Today is March 13, 2016. I am alive and well.

The following is the first pages of my book in progress, tentatively titled Emma in the Corner:  A Spiritual Quest of Someone Living With Schizophrenia and Alcoholism.

Foreward

This book follows on the back of Mind Without a Home. Much of Mind Without a Home was written when my brain felt sick. The writing is imagistic, metaphorical, not always lucid. In this second book, my mind feels healed. I still hear voices no one else hears. I still think things like “there is a plate in my head I need to dial into.” And yes, the other realities still exist.

When I write my mind feels healed. I have not been in a psychiatric hospital for seven years. I have held my same job with the library for five years.
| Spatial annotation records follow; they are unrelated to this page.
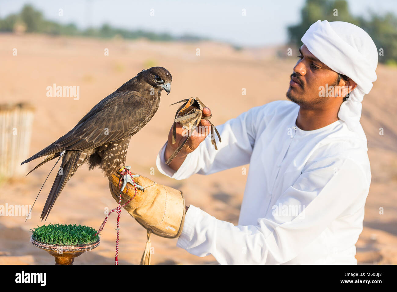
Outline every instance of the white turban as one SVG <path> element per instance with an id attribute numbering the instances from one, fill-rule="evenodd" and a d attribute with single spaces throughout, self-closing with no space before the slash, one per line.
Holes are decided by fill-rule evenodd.
<path id="1" fill-rule="evenodd" d="M 357 83 L 338 114 L 350 130 L 355 130 L 360 122 L 362 98 L 376 80 L 378 50 L 374 41 L 352 23 L 320 20 L 310 26 L 301 40 L 317 59 Z"/>

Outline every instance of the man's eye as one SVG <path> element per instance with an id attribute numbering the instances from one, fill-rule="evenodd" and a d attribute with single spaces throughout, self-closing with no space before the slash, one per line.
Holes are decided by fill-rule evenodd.
<path id="1" fill-rule="evenodd" d="M 313 69 L 314 69 L 314 70 L 318 70 L 320 68 L 320 67 L 314 66 L 314 65 L 313 64 L 312 64 L 312 67 L 313 68 Z"/>

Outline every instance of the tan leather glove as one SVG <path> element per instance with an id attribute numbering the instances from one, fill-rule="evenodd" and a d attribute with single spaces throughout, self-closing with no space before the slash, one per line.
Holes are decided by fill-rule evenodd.
<path id="1" fill-rule="evenodd" d="M 122 184 L 123 179 L 119 173 L 109 178 L 110 192 L 118 203 L 120 178 Z M 142 226 L 159 236 L 173 238 L 180 235 L 186 212 L 182 192 L 142 176 L 134 180 L 145 191 L 137 189 L 135 197 L 124 209 Z M 121 193 L 121 205 L 135 194 L 134 186 L 128 182 Z"/>
<path id="2" fill-rule="evenodd" d="M 126 167 L 129 169 L 129 166 Z M 127 168 L 123 170 L 128 171 Z M 110 193 L 118 203 L 119 187 L 122 186 L 121 205 L 133 198 L 124 208 L 147 231 L 147 241 L 141 264 L 150 265 L 150 234 L 152 232 L 169 238 L 181 235 L 186 212 L 185 199 L 181 191 L 131 173 L 137 187 L 135 192 L 129 175 L 121 175 L 119 172 L 108 178 Z"/>

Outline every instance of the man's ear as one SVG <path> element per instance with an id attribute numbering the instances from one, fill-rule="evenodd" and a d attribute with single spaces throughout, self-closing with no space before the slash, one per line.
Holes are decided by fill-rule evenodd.
<path id="1" fill-rule="evenodd" d="M 345 99 L 349 97 L 353 89 L 357 86 L 357 83 L 350 79 L 347 81 L 342 79 L 339 84 L 339 86 L 341 87 L 340 91 L 342 94 L 341 96 L 345 97 Z"/>

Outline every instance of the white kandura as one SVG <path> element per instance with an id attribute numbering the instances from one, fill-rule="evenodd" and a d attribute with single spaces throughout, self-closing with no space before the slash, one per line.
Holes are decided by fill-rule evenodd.
<path id="1" fill-rule="evenodd" d="M 164 144 L 157 168 L 176 180 L 250 164 L 238 225 L 191 205 L 177 246 L 221 264 L 357 263 L 371 181 L 364 131 L 341 120 L 303 131 L 299 110 L 288 101 L 252 108 L 217 127 L 218 151 L 207 137 L 176 172 Z"/>

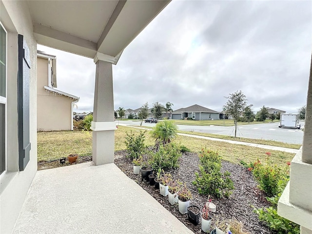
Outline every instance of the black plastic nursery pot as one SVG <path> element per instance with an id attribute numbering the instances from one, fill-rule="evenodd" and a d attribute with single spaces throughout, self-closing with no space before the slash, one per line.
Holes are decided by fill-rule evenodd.
<path id="1" fill-rule="evenodd" d="M 141 176 L 142 176 L 142 181 L 145 182 L 149 182 L 150 179 L 148 176 L 153 173 L 153 169 L 150 168 L 146 168 L 142 167 L 141 168 Z"/>
<path id="2" fill-rule="evenodd" d="M 159 189 L 159 181 L 157 180 L 157 178 L 155 178 L 154 181 L 155 181 L 155 188 L 156 189 Z"/>
<path id="3" fill-rule="evenodd" d="M 155 180 L 154 179 L 157 177 L 155 175 L 152 174 L 148 176 L 148 178 L 150 180 L 150 185 L 155 185 Z"/>
<path id="4" fill-rule="evenodd" d="M 195 205 L 191 205 L 187 208 L 187 216 L 190 222 L 197 225 L 200 218 L 200 208 Z"/>
<path id="5" fill-rule="evenodd" d="M 66 160 L 66 157 L 61 157 L 59 158 L 59 163 L 61 164 L 63 164 L 65 163 L 65 161 Z"/>

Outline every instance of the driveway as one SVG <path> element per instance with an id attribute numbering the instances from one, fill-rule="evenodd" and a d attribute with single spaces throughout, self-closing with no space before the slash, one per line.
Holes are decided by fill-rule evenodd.
<path id="1" fill-rule="evenodd" d="M 116 121 L 117 122 L 117 121 Z M 139 125 L 140 121 L 120 121 L 120 123 L 132 125 Z M 302 144 L 303 131 L 302 129 L 280 128 L 278 122 L 272 123 L 259 123 L 246 125 L 239 125 L 237 128 L 238 137 L 253 139 L 273 140 L 292 144 Z M 300 121 L 301 128 L 304 126 L 304 121 Z M 154 127 L 155 123 L 143 122 L 142 126 Z M 193 126 L 177 125 L 180 131 L 211 133 L 221 135 L 234 136 L 234 126 Z"/>

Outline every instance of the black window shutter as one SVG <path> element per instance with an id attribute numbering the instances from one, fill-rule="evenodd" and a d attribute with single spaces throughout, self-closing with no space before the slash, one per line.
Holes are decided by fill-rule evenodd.
<path id="1" fill-rule="evenodd" d="M 29 49 L 22 35 L 19 34 L 19 72 L 18 74 L 18 116 L 19 165 L 24 171 L 29 161 Z"/>

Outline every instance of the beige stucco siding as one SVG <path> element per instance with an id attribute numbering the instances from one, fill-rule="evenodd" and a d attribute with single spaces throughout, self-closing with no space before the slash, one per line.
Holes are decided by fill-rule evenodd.
<path id="1" fill-rule="evenodd" d="M 48 59 L 37 58 L 37 130 L 70 130 L 72 102 L 75 100 L 48 92 Z"/>
<path id="2" fill-rule="evenodd" d="M 70 130 L 71 98 L 45 92 L 38 95 L 37 130 L 38 131 Z"/>

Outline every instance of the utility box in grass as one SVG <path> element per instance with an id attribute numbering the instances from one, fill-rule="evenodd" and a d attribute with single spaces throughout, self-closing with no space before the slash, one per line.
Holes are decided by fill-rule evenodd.
<path id="1" fill-rule="evenodd" d="M 292 113 L 281 114 L 279 128 L 294 128 L 300 129 L 300 124 L 299 122 L 299 114 Z"/>

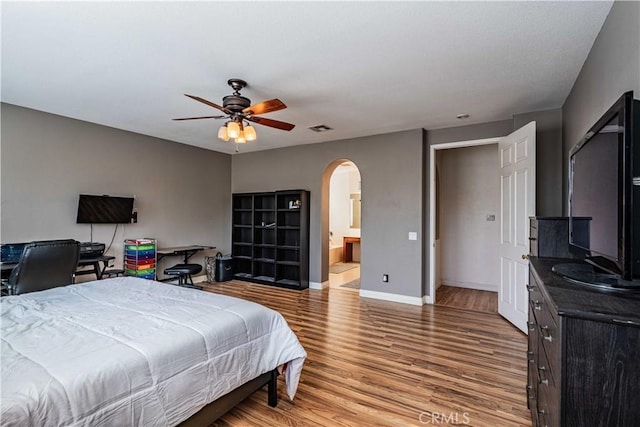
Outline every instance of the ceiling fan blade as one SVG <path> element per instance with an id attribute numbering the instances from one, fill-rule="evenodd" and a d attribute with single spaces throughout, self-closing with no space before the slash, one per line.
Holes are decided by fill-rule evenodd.
<path id="1" fill-rule="evenodd" d="M 247 117 L 247 120 L 249 120 L 250 122 L 258 123 L 259 125 L 269 126 L 269 127 L 280 129 L 280 130 L 289 131 L 294 127 L 296 127 L 296 125 L 292 125 L 291 123 L 285 123 L 285 122 L 281 122 L 273 119 L 265 119 L 264 117 L 252 116 L 252 117 Z"/>
<path id="2" fill-rule="evenodd" d="M 225 112 L 226 114 L 231 114 L 231 111 L 230 111 L 230 110 L 227 110 L 226 108 L 221 107 L 221 106 L 219 106 L 218 104 L 214 104 L 214 103 L 213 103 L 213 102 L 211 102 L 211 101 L 207 101 L 207 100 L 206 100 L 206 99 L 204 99 L 204 98 L 200 98 L 199 96 L 187 95 L 186 93 L 184 94 L 184 96 L 188 96 L 189 98 L 191 98 L 191 99 L 195 99 L 195 100 L 196 100 L 196 101 L 198 101 L 198 102 L 202 102 L 203 104 L 207 104 L 207 105 L 208 105 L 208 106 L 210 106 L 210 107 L 217 108 L 218 110 L 223 111 L 223 112 Z"/>
<path id="3" fill-rule="evenodd" d="M 247 107 L 242 110 L 242 112 L 245 114 L 265 114 L 272 111 L 284 110 L 285 108 L 287 108 L 287 106 L 284 105 L 284 102 L 275 98 Z"/>
<path id="4" fill-rule="evenodd" d="M 225 117 L 227 116 L 183 117 L 181 119 L 171 119 L 171 120 L 224 119 Z"/>

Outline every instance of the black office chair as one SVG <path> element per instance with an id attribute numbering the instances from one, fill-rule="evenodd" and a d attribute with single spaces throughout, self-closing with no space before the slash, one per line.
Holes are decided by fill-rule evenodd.
<path id="1" fill-rule="evenodd" d="M 80 242 L 76 240 L 28 243 L 7 281 L 9 295 L 72 284 L 79 256 Z"/>

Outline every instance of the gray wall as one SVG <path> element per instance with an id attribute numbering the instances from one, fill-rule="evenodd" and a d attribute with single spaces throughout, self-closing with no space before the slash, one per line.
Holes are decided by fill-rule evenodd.
<path id="1" fill-rule="evenodd" d="M 422 153 L 418 129 L 239 154 L 232 160 L 232 188 L 311 192 L 310 280 L 321 283 L 328 280 L 325 175 L 336 160 L 353 161 L 362 179 L 362 289 L 421 297 Z M 417 241 L 408 240 L 410 231 L 418 232 Z"/>
<path id="2" fill-rule="evenodd" d="M 110 251 L 119 265 L 125 238 L 230 251 L 228 154 L 10 104 L 1 108 L 3 243 L 89 241 L 90 226 L 76 224 L 78 194 L 86 193 L 136 196 L 139 222 L 118 226 Z M 93 241 L 109 244 L 114 229 L 94 225 Z"/>
<path id="3" fill-rule="evenodd" d="M 624 93 L 640 99 L 640 2 L 616 1 L 562 106 L 563 182 L 567 181 L 568 154 L 591 126 Z M 567 186 L 563 186 L 567 212 Z"/>

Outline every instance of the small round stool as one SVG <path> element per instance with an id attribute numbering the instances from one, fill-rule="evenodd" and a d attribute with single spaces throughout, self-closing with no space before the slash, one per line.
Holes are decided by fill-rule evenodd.
<path id="1" fill-rule="evenodd" d="M 112 270 L 105 270 L 102 272 L 103 279 L 110 279 L 112 277 L 119 277 L 119 276 L 124 276 L 124 270 L 112 269 Z"/>
<path id="2" fill-rule="evenodd" d="M 178 276 L 178 286 L 202 290 L 202 286 L 193 284 L 192 274 L 202 271 L 200 264 L 176 264 L 173 267 L 165 268 L 164 274 L 167 276 Z"/>

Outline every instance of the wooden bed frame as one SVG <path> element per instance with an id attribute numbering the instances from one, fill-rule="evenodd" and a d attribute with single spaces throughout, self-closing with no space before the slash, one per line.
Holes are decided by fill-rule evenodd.
<path id="1" fill-rule="evenodd" d="M 237 389 L 230 391 L 222 397 L 206 405 L 200 411 L 193 414 L 189 419 L 178 424 L 178 427 L 202 427 L 213 423 L 223 416 L 227 411 L 249 397 L 255 391 L 267 386 L 267 403 L 272 408 L 278 404 L 278 370 L 266 372 L 256 377 Z"/>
I have been in a relationship with one person for fourteen years, and am just recently newly single. Guy left me for someone else and I did not fall apart.

Because of this change in mind, my writing is more lucid, hopefully not to the point of being boring. Here is where I don’t necessarily know the difference between chaos, lucidity, and freshness. I really ask myself if I’m misrepresenting myself as having schizophrenia and alcoholism because I am doing so well. Then I am reminded to take it back a notch and remember that I have two illnesses that tell me I don’t have them.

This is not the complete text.